Project to tackle crime in parks
RECLAIMING Joburg parks through sport and physical activity was pivotal to discussions at the Wits Origins Centre yesterday.
Johannesburg City Parks and Zoo (JCPZ) hosted a dialogue on the role of sport in public spaces to reduce crime, when it launches its pilot project.
The pilot project will start with the renovation of the End Street North Park in Hillbrow. The project is in partnership with Johannesburg City Parks and Zoo, public safety and sticky situations.
Ayanda Roji, of JCPZ, said the project seeks to overcome safety challenges faced by the community in public spaces.
She said their survey showed that the community raised issues of safety and not being able to access parks.
“Parks that are in the inner city are faced with many problems such as drug abuse and people getting mugged… These issues need to be addressed in different ways,” said Roji.
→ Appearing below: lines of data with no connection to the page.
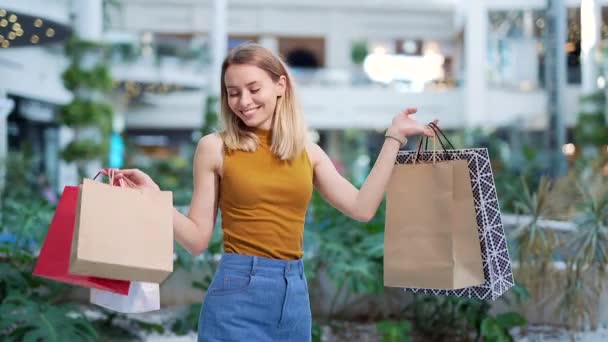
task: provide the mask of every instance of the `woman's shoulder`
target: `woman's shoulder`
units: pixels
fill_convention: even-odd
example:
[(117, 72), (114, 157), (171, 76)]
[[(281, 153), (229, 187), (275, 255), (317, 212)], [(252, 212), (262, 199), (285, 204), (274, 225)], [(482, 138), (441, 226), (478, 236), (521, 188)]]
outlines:
[(315, 165), (317, 165), (317, 163), (322, 160), (323, 156), (325, 155), (325, 152), (321, 146), (312, 141), (306, 142), (306, 153), (308, 153), (308, 159), (310, 159), (313, 167), (315, 167)]
[(209, 133), (199, 139), (195, 158), (207, 163), (221, 165), (224, 153), (224, 142), (219, 132)]
[(204, 150), (221, 149), (224, 145), (221, 132), (212, 132), (204, 135), (198, 141), (198, 148)]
She added that the End Street North Park, set to be completed in October, would be a clear indication of what they wanted to achieve in terms of having a safer inner city.
It would also promote more sport and physical activity.
Jacqueline Nzisabira, of the UN’s Entity for Gender Equality and the Empowerment of Women, said one of the universities in the US partnered with the government to provide martial arts classes for the people. The US government would pay one trainer to work with the whole community.
Nzisabira said the initiative resulted in more people participating during late hours and feeling safe.
“Sport can be an element of not only lifestyle improvement, but social cohesion and also encouraging people to feel safe around public spaces,” Nzisabira pointed out.
She added that women and children also experience sexual violence in public spaces.